The lightning strike happened at 4 p.m. along John Muir Trail near Sandy Meadow, Picavet said.

The group of seven juveniles and five adults was on the seventh day of a nine-day camping trip. There had been lightning storms on and off most of the day, Picavet said.

The Boy Scout group was in a meadow surrounded by trees when the lightning storm became heavy.
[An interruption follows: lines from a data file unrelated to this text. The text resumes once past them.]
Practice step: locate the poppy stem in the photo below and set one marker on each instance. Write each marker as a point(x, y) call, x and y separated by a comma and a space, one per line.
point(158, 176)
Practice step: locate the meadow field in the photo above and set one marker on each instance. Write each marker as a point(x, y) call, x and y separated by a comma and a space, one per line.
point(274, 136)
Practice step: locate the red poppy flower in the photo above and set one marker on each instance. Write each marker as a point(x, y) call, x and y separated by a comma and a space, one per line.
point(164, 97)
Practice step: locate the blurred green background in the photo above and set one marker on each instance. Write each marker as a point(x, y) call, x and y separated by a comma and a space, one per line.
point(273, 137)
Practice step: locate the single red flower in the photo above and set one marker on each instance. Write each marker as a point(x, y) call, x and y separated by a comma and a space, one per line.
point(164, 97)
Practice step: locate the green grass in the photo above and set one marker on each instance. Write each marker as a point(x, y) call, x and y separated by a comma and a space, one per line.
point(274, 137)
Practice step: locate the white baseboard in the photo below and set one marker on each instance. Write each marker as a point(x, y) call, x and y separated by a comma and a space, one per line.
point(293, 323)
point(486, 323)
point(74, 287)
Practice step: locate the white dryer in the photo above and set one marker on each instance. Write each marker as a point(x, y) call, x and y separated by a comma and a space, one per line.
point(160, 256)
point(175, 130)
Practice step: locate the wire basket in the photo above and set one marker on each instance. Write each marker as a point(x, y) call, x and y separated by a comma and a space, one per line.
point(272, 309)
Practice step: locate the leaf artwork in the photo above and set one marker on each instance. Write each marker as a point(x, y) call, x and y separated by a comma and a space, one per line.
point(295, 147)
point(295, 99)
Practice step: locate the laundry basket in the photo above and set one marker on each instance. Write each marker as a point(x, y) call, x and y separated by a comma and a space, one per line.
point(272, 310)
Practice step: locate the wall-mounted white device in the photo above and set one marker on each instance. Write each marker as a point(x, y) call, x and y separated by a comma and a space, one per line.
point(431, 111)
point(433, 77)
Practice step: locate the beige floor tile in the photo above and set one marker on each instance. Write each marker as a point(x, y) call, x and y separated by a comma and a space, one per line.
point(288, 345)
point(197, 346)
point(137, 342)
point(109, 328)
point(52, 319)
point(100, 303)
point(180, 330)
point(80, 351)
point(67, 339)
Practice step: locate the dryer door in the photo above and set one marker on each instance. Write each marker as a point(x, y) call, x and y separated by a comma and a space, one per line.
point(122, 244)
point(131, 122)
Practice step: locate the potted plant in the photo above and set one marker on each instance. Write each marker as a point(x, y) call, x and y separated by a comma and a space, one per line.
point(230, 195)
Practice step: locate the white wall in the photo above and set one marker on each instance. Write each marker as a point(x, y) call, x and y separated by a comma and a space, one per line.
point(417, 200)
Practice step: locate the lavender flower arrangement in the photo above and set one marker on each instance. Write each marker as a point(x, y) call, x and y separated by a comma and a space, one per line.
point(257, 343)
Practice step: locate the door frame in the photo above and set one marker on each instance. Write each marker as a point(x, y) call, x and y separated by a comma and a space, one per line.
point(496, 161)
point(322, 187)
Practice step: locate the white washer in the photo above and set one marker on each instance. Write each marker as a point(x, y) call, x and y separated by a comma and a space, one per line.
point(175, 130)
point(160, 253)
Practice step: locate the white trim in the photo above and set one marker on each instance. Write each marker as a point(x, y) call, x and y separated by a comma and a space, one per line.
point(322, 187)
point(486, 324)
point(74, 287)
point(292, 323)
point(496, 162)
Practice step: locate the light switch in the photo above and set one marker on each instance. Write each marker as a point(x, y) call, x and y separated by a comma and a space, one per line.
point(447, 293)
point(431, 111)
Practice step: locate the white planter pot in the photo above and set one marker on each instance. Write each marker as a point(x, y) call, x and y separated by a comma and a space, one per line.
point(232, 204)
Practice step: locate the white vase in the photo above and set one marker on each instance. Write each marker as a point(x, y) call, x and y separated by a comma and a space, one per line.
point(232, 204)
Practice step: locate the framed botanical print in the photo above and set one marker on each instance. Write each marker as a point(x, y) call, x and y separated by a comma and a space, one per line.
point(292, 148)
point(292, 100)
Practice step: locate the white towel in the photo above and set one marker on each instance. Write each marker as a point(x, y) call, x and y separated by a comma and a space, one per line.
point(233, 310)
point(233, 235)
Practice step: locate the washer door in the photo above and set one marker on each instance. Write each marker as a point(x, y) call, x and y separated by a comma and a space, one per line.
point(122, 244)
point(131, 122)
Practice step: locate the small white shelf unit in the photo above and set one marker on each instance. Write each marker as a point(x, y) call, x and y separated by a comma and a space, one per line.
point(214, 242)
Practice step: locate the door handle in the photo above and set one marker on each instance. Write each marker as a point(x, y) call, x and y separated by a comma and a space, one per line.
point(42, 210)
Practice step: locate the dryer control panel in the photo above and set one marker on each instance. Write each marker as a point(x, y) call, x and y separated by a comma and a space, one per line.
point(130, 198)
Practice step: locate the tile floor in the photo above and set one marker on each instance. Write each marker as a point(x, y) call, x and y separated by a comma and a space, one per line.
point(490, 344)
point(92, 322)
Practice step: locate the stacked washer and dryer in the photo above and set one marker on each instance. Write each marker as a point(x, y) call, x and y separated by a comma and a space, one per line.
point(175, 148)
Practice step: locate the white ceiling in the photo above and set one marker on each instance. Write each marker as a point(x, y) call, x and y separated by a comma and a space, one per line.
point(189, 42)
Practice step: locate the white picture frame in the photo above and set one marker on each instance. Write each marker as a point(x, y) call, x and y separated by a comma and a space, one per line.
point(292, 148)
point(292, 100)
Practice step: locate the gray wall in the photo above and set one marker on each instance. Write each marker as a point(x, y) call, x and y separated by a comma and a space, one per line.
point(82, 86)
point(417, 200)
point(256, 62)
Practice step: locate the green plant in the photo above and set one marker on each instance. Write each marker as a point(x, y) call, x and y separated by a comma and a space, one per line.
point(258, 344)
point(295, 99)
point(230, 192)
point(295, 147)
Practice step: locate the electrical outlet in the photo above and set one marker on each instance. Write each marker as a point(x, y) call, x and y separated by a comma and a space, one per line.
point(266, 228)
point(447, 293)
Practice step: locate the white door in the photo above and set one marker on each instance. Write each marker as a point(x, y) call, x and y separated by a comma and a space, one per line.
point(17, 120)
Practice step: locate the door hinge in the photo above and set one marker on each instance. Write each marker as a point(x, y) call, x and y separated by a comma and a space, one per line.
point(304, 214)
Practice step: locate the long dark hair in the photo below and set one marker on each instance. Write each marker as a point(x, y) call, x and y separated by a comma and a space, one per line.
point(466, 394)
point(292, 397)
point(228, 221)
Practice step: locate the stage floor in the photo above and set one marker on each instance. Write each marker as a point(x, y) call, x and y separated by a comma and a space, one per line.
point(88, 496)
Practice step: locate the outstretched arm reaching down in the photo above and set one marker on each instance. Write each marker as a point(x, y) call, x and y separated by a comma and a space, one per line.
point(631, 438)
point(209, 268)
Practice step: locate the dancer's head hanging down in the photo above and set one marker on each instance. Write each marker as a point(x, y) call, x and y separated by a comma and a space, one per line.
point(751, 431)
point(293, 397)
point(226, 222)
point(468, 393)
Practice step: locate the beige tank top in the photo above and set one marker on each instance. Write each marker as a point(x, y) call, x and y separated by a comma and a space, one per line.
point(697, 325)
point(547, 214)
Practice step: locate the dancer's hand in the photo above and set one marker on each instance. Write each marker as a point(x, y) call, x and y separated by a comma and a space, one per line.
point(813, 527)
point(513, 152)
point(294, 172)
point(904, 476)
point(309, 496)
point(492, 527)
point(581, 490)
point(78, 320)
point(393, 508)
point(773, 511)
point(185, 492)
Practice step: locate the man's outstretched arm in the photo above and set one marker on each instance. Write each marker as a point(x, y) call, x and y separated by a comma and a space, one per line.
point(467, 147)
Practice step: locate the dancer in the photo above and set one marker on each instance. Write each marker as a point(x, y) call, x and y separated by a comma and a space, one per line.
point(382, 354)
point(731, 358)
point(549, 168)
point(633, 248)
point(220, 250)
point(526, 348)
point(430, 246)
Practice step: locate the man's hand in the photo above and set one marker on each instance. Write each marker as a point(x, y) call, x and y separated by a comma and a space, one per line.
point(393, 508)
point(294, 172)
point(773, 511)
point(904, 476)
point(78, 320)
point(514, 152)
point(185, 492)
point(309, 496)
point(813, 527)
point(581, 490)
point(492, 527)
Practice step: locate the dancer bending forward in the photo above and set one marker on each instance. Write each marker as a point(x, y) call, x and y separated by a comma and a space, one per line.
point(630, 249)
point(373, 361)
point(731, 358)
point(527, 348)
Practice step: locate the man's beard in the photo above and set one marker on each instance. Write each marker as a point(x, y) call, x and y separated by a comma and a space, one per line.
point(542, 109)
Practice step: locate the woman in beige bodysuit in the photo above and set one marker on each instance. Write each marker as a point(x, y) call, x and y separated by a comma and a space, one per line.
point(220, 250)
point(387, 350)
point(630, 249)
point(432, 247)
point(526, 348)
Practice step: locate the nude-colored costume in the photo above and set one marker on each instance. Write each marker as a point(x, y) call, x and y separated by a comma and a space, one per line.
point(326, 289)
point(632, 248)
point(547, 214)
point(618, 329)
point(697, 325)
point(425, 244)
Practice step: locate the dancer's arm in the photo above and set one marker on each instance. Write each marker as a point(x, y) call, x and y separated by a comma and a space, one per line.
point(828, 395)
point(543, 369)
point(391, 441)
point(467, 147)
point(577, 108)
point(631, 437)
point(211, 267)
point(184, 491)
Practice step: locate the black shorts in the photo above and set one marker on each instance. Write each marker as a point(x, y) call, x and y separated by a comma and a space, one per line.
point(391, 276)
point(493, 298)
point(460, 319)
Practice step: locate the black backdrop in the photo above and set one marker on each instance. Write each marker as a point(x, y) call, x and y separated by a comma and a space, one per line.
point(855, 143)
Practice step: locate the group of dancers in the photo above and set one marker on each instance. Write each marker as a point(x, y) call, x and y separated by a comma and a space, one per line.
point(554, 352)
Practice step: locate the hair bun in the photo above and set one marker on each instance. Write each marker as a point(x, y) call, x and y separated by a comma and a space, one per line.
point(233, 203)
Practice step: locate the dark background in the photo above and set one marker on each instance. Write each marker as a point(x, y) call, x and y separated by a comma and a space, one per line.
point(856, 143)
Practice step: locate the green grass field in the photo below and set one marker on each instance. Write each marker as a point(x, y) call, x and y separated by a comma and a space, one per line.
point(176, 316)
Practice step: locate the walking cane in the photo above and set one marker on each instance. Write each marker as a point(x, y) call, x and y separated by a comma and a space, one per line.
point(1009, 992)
They split into two groups and set up two tarps more than 50 feet apart to seek refuge from the storm, Picavet said. Then, a lightning strike made a direct hit on one tarp.

"Everyone under that tarp was affected in some degree," Picavet said.

Using a map of the park, two teenage boys made a 25-minute run to the nearest ranger station and hurried back with the on-duty ranger, Picavet said.

When they returned, people were performing cardiopulmonary resuscitation to the injured. The Park Service's emergency personnel were called, and it took five helicopters to recover and evacuate the group.

The lightning death was the seventh fatality in Sequoia and Kings Canyon National Parks this year.


Posted by 1105, 07-29-05
Posted on Fri, Jul. 29, 2005

Calif. lightning strike kills Scout leader

JULIANA BARBASSA

Associated Press

FRESNO, Calif. - Lightning struck a group of Boy Scouts taking shelter from a storm, killing the troop leader and leaving a 13-year-old scout brain-dead, authorities and the teen's grandfather said Friday. Seven others were injured.

Ryan Collins, 13, was was being kept on a ventilator so that his organs could be donated, said the grandfather. "He would never recover or anything else," Bill Collins said.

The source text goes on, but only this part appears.